Kannada language film by Amoghavarsha JS

Gandhada Gudi is a 2022 Indian Kannada-language docudrama film directed by Amoghavarsha JS. It stars himself and Puneeth Rajkumar in lead roles. The film features the final appearance of actor Puneeth Rajkumar, and derives its title from the 1973 Kannada film of the same name, starring his father Dr. Rajkumar. The film released on 28 October 2022.

== Premise ==
Puneeth Rajkumar, who is also known to be an avid travel and adventure buff, decides to explore Karnataka's rich bio-diversity, for which he teams up with the award-winning wildlife filmmaker Amoghavarsha JS. Together, they embark on a journey across the length and breadth of the state, where they come across a visual spectacle of hidden gems.

== Cast ==
- Puneeth Rajkumar as himself
- Amoghavarsha JS as himself
- Ashwini Puneeth Rajkumar as herself

==Music==
The music of the film was composed by B. Ajaneesh Loknath.

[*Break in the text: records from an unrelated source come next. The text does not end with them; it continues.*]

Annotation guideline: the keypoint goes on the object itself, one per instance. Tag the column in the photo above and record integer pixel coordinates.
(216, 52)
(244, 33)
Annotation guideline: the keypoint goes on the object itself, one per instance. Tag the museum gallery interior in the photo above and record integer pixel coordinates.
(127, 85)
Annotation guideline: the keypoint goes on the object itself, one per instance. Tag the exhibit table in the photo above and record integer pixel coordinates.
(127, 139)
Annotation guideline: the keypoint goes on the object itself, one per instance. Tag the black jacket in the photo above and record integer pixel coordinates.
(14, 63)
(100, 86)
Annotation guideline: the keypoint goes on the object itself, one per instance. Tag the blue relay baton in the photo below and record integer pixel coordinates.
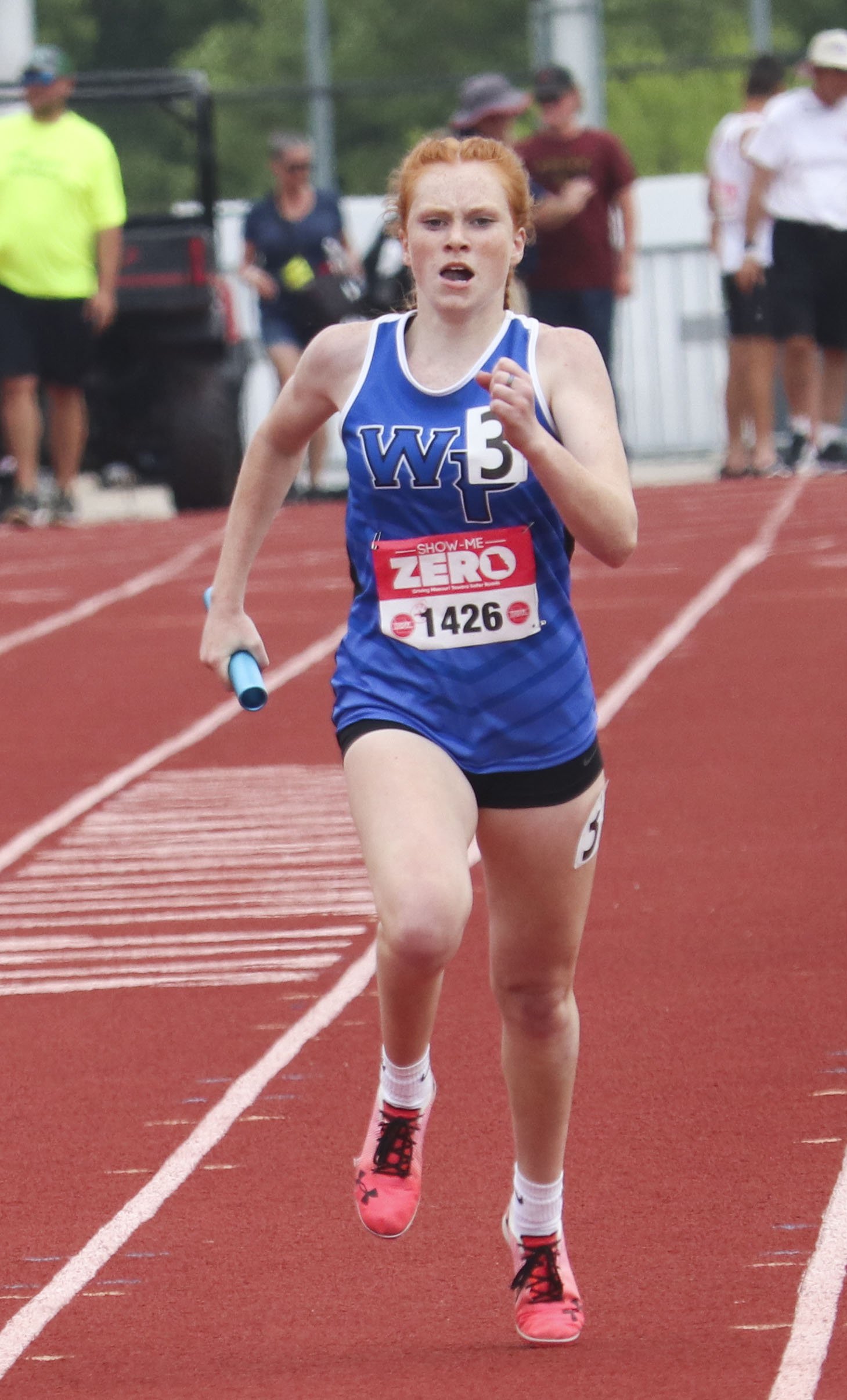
(246, 676)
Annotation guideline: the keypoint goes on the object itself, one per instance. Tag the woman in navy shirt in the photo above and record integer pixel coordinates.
(289, 237)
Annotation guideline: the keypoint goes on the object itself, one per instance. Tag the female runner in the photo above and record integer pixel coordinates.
(479, 447)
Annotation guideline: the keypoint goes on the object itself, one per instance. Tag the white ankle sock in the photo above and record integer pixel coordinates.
(535, 1208)
(406, 1085)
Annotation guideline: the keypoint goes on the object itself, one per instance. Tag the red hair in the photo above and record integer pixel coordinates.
(448, 150)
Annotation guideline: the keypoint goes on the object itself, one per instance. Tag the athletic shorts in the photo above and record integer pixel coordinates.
(529, 787)
(45, 336)
(810, 283)
(279, 331)
(748, 314)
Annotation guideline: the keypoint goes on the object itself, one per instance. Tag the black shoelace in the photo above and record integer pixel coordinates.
(395, 1146)
(541, 1272)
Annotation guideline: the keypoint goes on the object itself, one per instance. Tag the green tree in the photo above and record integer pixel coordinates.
(398, 69)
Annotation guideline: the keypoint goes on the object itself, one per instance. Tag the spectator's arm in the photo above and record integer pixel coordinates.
(713, 209)
(555, 210)
(751, 272)
(255, 276)
(103, 305)
(623, 276)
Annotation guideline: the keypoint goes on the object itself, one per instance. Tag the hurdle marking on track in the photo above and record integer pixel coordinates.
(34, 1316)
(83, 1268)
(62, 816)
(89, 607)
(217, 816)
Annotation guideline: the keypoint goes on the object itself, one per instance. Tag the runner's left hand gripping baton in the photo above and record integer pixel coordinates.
(244, 674)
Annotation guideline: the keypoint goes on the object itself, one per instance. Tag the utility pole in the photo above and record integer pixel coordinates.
(761, 26)
(17, 27)
(572, 33)
(321, 103)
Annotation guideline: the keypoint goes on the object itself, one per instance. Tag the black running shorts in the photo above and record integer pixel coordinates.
(748, 312)
(810, 283)
(44, 336)
(531, 787)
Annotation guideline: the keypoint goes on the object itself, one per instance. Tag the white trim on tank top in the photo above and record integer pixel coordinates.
(440, 394)
(532, 326)
(366, 365)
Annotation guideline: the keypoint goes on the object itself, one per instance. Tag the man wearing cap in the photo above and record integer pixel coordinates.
(589, 177)
(62, 212)
(800, 153)
(488, 107)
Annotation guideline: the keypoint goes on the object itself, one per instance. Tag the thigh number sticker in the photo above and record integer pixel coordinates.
(590, 836)
(458, 590)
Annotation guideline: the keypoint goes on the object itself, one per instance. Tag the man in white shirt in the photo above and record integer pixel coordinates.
(752, 348)
(800, 154)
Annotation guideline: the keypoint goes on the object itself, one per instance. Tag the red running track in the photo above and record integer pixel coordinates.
(709, 1129)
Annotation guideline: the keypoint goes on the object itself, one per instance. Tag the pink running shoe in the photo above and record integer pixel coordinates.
(548, 1307)
(388, 1171)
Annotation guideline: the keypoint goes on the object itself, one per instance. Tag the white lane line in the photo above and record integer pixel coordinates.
(89, 942)
(161, 574)
(817, 1302)
(44, 963)
(83, 1268)
(83, 802)
(699, 607)
(59, 986)
(307, 908)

| No. | Title | Lyrics | Singer(s) | Length |
|---|---|---|---|---|
| 1. | "Gandhada Gudi (Reprise)" | Chi. Udayashankar | Vijay Prakash | 3:35 |
| 2. | "Kaavalugaara" | Amoghavarsha, Kiran Kaverappa | Sanjith Hegde | 3:24 |
| 3. | "Alemaari Jothi" | Kiran Kaverappa | Naveen Sajju | 1:49 |
| 4. | "Aleya Kare (Male)" | Amoghavarsha, Kiran Kaverappa | B. Ajaneesh Loknath | 3:17 |
| 5. | "Aleya Kare (Female)" | Amoghavarsha, Kiran Kaverappa | C. R. Bobby | 4:48 |
| Total length: |  |  |  | 16:53 |

== Release ==
The film released on 28 October 2022. The first weekend collection was reported to have crossed that of Kantara for the same period.

Reception

A critic from The News Minute wrote that "For the fans of the late actor, the film is the perfect farewell because they get to experience and soak up Puneeth's unembellished, innocent charm as he sheds his Powerstar image without any qualms". A critic from Bangalore Mirror wrote that "Gandhada Gudi is worth a watch for those who want to know about the important places of Karnataka. This film will actually take you there".

Home Media

The digital rights of the film were secured by Amazon Prime Video, and was digitally streamed from 17 March 2023 on the occasion of birth anniversary of Puneeth Rajkumar. The movie satellite rights was acquired by Zee Kannada and premiered on 29 October 2023.